Most foundational LLMs today are consistent in their ability to produce coherent, conversational and insightful responses. They excel at connecting disparate ideas and offering insights and novel solutions. However, they are limited by their inability to perform complex logic and reasoning, particularly in tasks requiring multi-step reasoning. With ongoing model refinement through advanced fine-tuning and evaluation, these capabilities can be improved, propelling LLMs toward becoming truly agentic.
The challenge
Enhancing LLMs’ reasoning abilities requires high-quality and validated data that covers complex topics and domains. Further, the data needs to reflect the sequential nature of logic and reasoning processes in order to enable transformative LLM improvements. Finally, as an LLM learns, model developers require benchmarks that can be used to showcase its progress, highlighting where the model excels and areas for improvement. This requires sourcing the right contributors with qualified skills to generate this training data, as well as validating the quality of this data to be suitable for model training. Identifying a gap in the availability of such data, TELUS Digital sought to fulfill the need by creating an off-the-shelf dataset to further the evolution of LLMs.

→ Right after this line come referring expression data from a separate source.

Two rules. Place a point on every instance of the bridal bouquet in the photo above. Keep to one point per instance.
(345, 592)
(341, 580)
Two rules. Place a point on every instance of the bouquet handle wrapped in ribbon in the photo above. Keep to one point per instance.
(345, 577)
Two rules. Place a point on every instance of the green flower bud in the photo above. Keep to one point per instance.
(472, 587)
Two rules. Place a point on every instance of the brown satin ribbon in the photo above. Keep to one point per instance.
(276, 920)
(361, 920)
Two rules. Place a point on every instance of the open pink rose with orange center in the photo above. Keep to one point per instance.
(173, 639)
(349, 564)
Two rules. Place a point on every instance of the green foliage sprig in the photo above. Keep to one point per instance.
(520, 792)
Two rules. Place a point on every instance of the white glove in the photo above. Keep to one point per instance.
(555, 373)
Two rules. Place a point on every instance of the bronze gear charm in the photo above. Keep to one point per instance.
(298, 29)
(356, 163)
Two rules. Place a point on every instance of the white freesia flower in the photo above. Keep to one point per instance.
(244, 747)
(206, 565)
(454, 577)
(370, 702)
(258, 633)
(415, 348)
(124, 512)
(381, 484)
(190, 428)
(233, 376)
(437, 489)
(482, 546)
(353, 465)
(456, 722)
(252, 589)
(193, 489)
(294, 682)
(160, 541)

The TELUS Digital solution
To develop the dataset containing 50,000 prompt-response pairs (PRPs) based on science, technology, engineering and mathematics (STEM), we sourced approximately 300 highly-skilled contributors, including university students, graduates and professors, from around the world. We ensured candidates were screened, verified and had the right expertise to curate a high-quality, reliable dataset. The contributors created the PRPs, which were specifically designed to fine-tune and evaluate a model’s ability to handle complex calculations and reasoning. The dataset contained pairs with simple explanations of complex problems, with each step clearly detailed to aid the model’s ability to understand and perform effectively.
Our team of experts carefully designed the dataset to offer a well-balanced distribution across various sub-topics and complexities, covering fundamental concepts based on university-level curriculum. Each entry in the dataset underwent automated quality checks on our platform, Fine-Tune Studio, to identify inconsistencies. Further, a team of subject matter experts conducted detailed reviews and editing to validate content accuracy and ensure it met high academic standards.
The results
While the dataset was created for supervised fine-tuning efforts that enhance artificial intelligence (AI) models’ precision in tackling STEM-related questions, it also serves as a robust benchmark for evaluating LLM performance. It can be used to compare capabilities across models, as well as track progress in reasoning and problem-solving.

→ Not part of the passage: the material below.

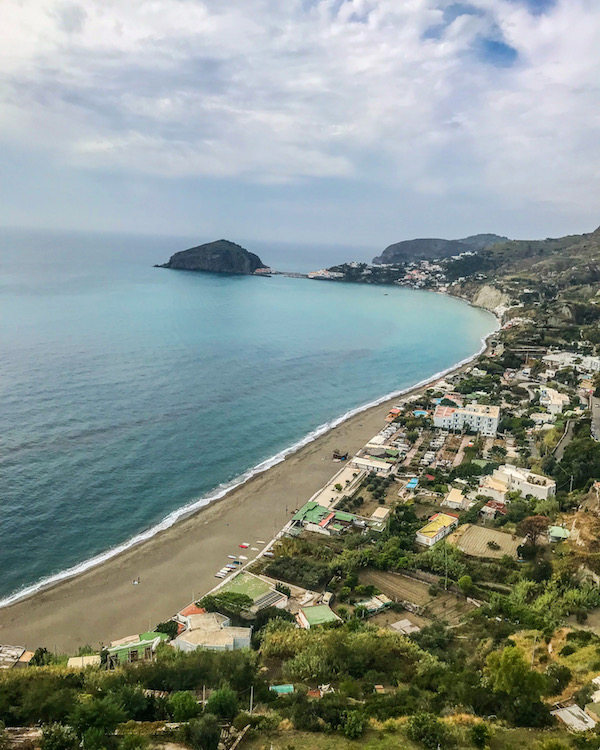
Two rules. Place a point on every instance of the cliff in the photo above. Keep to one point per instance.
(221, 256)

One of our existing clients, a leading enterprise AI platform and LLM builder, required only the physics and mathematics PRPs from the licensable dataset to use for fine-tuning their model that powers their open science initiatives. We tailored the original dataset to their needs, enabling the model to perform better in STEM-related tasks. This partnership not only advanced their mission of delivering cutting-edge AI, but also showcased the dataset's transformative potential.